Ecco quali sono i principali pericoli a cui sono esposti:

1. Morire o rimanere feriti. “Ad oggi tantissimi bambini hanno perso la vita a causa dell’assurdità della guerra. I bambini che invece rimangono feriti, hanno bisogno di cure mediche specifiche e immediate e purtroppo non sono sempre disponibili. Il loro corpo è infatti più delicato rispetto a quello degli adulti e va dunque assistito subito; basta un colpo, anche lieve, per creare danni molto gravi”.

2. Soffrire la fame e il freddo. “La guerra blocca l’accesso a ogni tipo di bene primario nei Paesi colpiti. La malnutrizione, data dalla mancanza di cibo nutriente sufficiente, è dietro l’angolo. Un bambino malnutrito è maggiormente esposto al rischio di contrarre malattie a causa del suo stato di saluto precario. Le temperature invernali inoltre mettono in serio pericolo la vita di centinaia di migliaia i bambini, che se non muoiono per le bombe, rischiano di morire di freddo. In guerra si fugge, portando con sé il minimo indispensabile, cercando un rifugio che spesso non si trova: rimanere esposti al freddo invernale è un pericolo che può portare a malattie o alla morte”.

3. Traumi psicologici di lungo periodo. “Sopravvivere è solo l'inizio per i bambini che vivono in paesi in guerra. L’esposizione esclusiva, prolungata e costante a eventi violenti e l’assenza di tregua emotiva azzerano la speranza nei bambini e nelle bambine i/le quali non vedono un futuro. L’impatto psicologico è devastante e si mostra quotidianamente con sintomi di depressione, ansia, atti di autolesionismo e tendenze suicide. Anche se si sopravvive la guerra lascia il segno”.

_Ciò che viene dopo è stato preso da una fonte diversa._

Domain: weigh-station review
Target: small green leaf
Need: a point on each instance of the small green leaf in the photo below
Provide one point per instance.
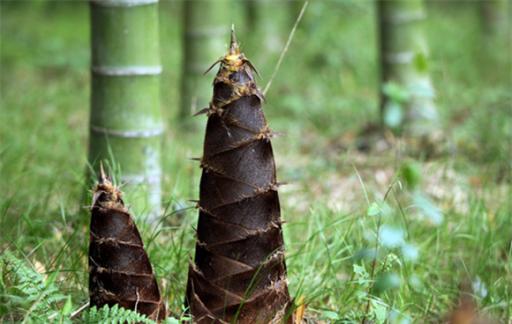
(421, 62)
(373, 210)
(386, 281)
(68, 306)
(393, 115)
(411, 173)
(330, 315)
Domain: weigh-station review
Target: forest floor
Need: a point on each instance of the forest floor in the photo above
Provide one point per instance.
(442, 231)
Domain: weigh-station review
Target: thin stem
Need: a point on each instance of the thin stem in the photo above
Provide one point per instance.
(285, 49)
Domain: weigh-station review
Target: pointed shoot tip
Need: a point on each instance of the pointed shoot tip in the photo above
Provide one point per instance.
(102, 176)
(233, 48)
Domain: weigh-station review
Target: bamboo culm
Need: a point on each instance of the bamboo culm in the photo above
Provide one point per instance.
(204, 35)
(125, 122)
(404, 62)
(239, 273)
(119, 268)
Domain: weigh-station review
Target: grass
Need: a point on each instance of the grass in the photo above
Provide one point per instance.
(334, 204)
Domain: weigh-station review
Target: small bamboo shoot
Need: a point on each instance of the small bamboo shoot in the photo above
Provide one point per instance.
(119, 268)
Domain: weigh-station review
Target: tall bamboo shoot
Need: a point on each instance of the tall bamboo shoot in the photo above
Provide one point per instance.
(239, 273)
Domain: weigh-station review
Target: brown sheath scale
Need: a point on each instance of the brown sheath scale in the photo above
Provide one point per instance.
(239, 274)
(119, 268)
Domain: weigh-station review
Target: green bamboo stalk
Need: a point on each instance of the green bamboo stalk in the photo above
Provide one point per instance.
(268, 19)
(407, 97)
(494, 15)
(205, 28)
(125, 121)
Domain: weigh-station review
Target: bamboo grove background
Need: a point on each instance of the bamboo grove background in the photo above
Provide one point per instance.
(439, 220)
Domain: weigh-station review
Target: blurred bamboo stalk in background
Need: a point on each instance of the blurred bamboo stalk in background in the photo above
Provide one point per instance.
(205, 28)
(268, 24)
(125, 122)
(407, 94)
(495, 16)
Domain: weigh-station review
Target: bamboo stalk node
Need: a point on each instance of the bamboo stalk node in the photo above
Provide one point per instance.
(127, 133)
(122, 3)
(126, 70)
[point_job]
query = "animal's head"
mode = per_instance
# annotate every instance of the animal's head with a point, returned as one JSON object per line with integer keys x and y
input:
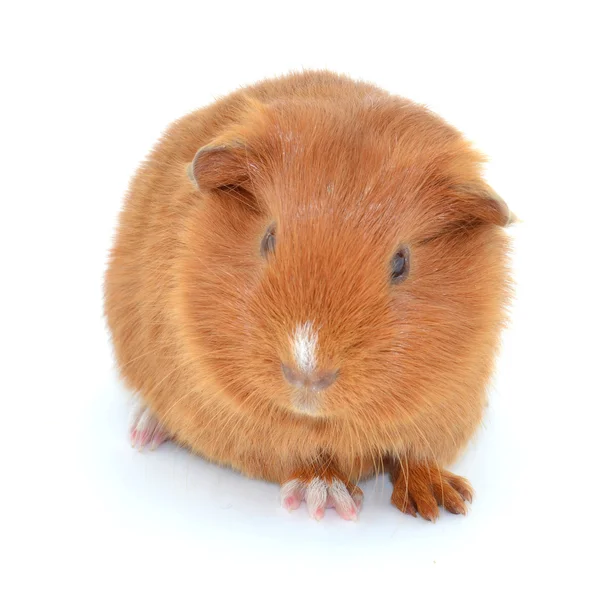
{"x": 343, "y": 259}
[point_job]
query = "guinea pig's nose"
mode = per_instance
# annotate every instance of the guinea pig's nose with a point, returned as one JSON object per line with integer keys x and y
{"x": 316, "y": 381}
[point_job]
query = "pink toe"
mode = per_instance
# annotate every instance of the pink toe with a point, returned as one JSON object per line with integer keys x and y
{"x": 291, "y": 502}
{"x": 319, "y": 514}
{"x": 350, "y": 514}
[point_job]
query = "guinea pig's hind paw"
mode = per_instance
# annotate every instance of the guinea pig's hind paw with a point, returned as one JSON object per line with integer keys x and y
{"x": 146, "y": 430}
{"x": 319, "y": 494}
{"x": 422, "y": 488}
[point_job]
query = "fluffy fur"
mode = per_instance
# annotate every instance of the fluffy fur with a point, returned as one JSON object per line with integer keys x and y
{"x": 346, "y": 174}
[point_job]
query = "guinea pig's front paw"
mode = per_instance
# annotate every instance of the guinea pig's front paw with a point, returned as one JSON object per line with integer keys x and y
{"x": 422, "y": 488}
{"x": 321, "y": 490}
{"x": 146, "y": 430}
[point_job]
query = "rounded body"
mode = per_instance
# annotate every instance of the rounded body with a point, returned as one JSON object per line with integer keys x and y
{"x": 207, "y": 311}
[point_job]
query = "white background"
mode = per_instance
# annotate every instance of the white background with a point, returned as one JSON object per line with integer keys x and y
{"x": 87, "y": 89}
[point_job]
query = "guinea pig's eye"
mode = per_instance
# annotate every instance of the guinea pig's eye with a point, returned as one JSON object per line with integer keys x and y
{"x": 400, "y": 265}
{"x": 267, "y": 246}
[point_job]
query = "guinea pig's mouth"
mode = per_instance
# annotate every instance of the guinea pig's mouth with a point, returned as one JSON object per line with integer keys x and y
{"x": 307, "y": 402}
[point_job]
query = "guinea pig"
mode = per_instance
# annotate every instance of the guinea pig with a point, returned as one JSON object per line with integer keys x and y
{"x": 308, "y": 284}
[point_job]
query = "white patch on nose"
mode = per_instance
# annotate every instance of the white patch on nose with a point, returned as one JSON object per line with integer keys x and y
{"x": 304, "y": 347}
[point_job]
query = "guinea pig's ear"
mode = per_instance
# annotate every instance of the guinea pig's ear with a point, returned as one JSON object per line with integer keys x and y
{"x": 220, "y": 165}
{"x": 483, "y": 204}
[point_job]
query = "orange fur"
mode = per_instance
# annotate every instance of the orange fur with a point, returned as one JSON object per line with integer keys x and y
{"x": 347, "y": 173}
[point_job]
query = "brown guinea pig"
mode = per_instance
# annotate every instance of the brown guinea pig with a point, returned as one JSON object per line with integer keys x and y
{"x": 308, "y": 284}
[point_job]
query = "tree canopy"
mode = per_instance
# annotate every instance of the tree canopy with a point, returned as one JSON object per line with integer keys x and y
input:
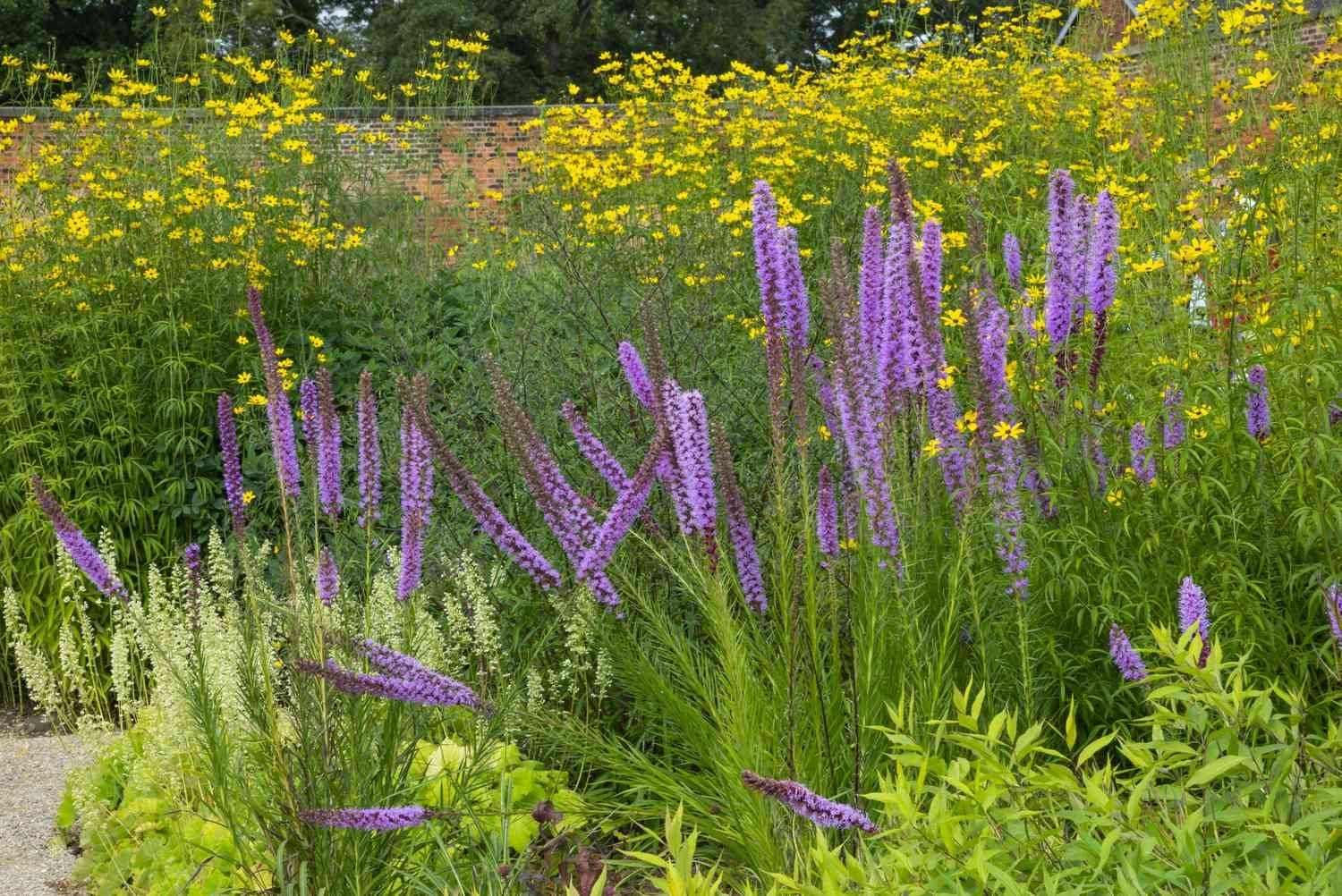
{"x": 539, "y": 47}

4. Perdere interi anni di scuola. “In guerra le strutture scolastiche non sono sicure e purtroppo vengono anche bombardate e distrutte. Inoltre, anche se intatte, la mancanza di sicurezza, di personale scolastico o l’impossibilità di affrontare i costi scolastici tengono i minori lontani dalla scuola. Questo vuol dire compromettere irrimediabilmente il loro futuro”.

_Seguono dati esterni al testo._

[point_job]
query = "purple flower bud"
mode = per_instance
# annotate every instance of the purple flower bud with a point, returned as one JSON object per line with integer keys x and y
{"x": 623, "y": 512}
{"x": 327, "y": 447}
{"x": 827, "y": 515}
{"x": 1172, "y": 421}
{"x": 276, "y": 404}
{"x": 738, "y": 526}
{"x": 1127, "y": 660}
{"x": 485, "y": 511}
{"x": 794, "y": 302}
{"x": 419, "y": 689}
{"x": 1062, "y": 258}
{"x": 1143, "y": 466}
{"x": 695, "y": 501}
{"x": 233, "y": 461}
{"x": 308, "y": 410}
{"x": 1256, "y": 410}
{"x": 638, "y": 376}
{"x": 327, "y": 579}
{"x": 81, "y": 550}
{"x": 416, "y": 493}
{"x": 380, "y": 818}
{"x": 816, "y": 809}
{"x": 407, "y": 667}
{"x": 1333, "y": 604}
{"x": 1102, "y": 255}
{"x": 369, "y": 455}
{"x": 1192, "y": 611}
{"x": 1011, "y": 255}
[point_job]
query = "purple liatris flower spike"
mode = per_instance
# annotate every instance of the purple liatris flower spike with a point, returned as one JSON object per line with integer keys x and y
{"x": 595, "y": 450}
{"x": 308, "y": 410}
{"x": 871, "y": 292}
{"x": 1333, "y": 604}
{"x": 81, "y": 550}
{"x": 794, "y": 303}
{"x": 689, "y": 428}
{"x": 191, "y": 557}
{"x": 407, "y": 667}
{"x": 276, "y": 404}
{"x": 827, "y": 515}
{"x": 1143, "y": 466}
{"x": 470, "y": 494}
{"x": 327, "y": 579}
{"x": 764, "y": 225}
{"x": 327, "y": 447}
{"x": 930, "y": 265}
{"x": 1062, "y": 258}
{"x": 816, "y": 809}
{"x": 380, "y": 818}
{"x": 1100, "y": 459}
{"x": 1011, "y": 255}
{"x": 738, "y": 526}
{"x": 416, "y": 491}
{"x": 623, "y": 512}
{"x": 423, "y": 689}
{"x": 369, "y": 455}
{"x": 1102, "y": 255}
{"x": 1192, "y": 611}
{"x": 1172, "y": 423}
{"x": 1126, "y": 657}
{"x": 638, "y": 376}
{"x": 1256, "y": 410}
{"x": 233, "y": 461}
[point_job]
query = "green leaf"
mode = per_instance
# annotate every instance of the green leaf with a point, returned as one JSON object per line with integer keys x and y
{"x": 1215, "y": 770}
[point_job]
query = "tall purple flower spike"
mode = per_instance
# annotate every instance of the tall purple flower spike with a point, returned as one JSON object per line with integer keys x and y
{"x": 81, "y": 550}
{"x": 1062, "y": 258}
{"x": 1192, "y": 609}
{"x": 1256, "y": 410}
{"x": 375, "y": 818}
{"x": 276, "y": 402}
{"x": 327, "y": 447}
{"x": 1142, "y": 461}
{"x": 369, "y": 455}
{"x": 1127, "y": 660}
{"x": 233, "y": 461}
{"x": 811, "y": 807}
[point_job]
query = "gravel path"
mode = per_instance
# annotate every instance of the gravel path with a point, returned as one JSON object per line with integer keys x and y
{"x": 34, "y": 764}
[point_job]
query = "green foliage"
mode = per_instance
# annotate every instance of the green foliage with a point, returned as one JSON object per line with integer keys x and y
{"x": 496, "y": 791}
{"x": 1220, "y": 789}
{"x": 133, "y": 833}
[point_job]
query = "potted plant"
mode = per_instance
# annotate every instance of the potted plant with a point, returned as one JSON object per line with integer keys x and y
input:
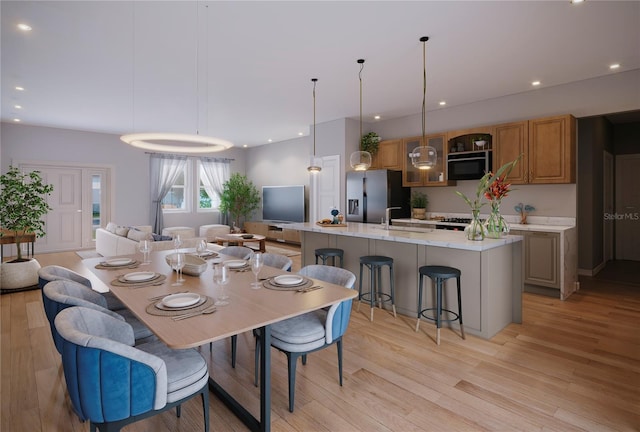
{"x": 23, "y": 203}
{"x": 419, "y": 203}
{"x": 370, "y": 143}
{"x": 239, "y": 197}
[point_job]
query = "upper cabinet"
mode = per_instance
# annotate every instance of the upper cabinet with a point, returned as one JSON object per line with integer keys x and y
{"x": 388, "y": 156}
{"x": 414, "y": 177}
{"x": 548, "y": 149}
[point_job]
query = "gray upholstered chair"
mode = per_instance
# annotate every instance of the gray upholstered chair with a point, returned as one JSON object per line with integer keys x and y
{"x": 282, "y": 262}
{"x": 313, "y": 331}
{"x": 54, "y": 272}
{"x": 111, "y": 383}
{"x": 241, "y": 252}
{"x": 61, "y": 294}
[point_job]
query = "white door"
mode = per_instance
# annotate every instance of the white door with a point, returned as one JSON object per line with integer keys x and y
{"x": 627, "y": 215}
{"x": 325, "y": 189}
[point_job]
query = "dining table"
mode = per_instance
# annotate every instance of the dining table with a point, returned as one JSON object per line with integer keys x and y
{"x": 142, "y": 286}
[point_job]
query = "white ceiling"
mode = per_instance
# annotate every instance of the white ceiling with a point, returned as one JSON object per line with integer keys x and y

5. Violenze di genere, sessuali e reclutamento in forze armate. “Le ragazze sono maggiormente esposte al rischio di violenza di genere e sfruttamento. I ragazzi, invece, sono più spesso soggetti a reclutamento forzato ma anche a violenza sessuale, stress ed eventi traumatici”.

Durante le emergenze “i bambini sono i più vulnerabili e indifesi”, ribadisce Save The Children che ha lanciato una petizione per dire Stop a ogni conflitto: “Ogni guerra è una guerra contro bambini e bambine: diciamo stop alla guerra, in Ucraina, a Gaza e a tutte le guerre nel mondo, che continuano a ferire i più indifesi. I bambini devono essere protetti dalla violenza e dalla devastazione dei conflitti armati”.

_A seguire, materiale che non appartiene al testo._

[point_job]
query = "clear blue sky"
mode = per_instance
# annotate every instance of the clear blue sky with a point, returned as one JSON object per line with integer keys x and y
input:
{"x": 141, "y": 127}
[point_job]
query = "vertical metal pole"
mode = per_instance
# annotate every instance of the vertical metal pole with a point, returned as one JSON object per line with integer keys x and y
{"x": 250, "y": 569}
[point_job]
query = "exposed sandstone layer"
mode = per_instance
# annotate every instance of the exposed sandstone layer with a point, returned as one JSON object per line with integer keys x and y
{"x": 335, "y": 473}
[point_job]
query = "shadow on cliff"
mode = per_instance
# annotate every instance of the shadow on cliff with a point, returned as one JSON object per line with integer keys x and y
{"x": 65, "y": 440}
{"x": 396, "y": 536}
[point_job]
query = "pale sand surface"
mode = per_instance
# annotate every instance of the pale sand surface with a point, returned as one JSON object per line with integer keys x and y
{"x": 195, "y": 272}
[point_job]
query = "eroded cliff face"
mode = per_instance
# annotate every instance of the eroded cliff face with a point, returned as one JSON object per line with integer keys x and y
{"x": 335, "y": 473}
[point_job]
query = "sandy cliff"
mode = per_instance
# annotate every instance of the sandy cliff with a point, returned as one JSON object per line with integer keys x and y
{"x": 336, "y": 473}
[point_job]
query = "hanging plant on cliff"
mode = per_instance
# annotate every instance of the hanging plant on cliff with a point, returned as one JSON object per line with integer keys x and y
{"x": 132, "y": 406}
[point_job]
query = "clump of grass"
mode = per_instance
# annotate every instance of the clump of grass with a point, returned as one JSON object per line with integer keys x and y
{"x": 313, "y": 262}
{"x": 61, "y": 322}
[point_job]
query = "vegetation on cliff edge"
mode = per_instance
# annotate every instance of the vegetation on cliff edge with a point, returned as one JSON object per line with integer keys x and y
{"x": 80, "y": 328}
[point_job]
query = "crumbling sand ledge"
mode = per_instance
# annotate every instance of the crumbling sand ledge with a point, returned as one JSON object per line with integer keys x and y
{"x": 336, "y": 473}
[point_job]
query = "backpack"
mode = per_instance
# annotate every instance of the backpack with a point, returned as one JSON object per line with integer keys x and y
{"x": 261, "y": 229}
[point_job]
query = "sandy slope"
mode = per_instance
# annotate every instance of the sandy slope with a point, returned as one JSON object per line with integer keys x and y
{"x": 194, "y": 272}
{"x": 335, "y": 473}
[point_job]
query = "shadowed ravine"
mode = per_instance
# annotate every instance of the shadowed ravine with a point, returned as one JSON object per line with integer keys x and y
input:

Ogni giorno circa 29 mila bambini sono costretti a lasciare le loro case nei maggiori scenari di crisi mondiali. Fuggendo dalle guerre perdono tutto, perdono un luogo sicuro in cui crescere e diritto di vivere un'infanzia serena”.

“In situazioni di guerra – incalza la Onlus -, tutte le parti in conflitto devono garantire la sicurezza e il benessere dei bambini e astenersi dal prenderli di mira o usarli come armi da guerra. La comunità internazionale non può restare in silenzio mentre i bambini vengono mutilati e uccisi. Ha l'obbligo morale di reagire immediatamente, poiché le continue violazioni contro le bambine e i bambini avranno conseguenze di vasta portata per le generazioni future, che cercheranno di raccogliere i cocci delle guerre di oggi”.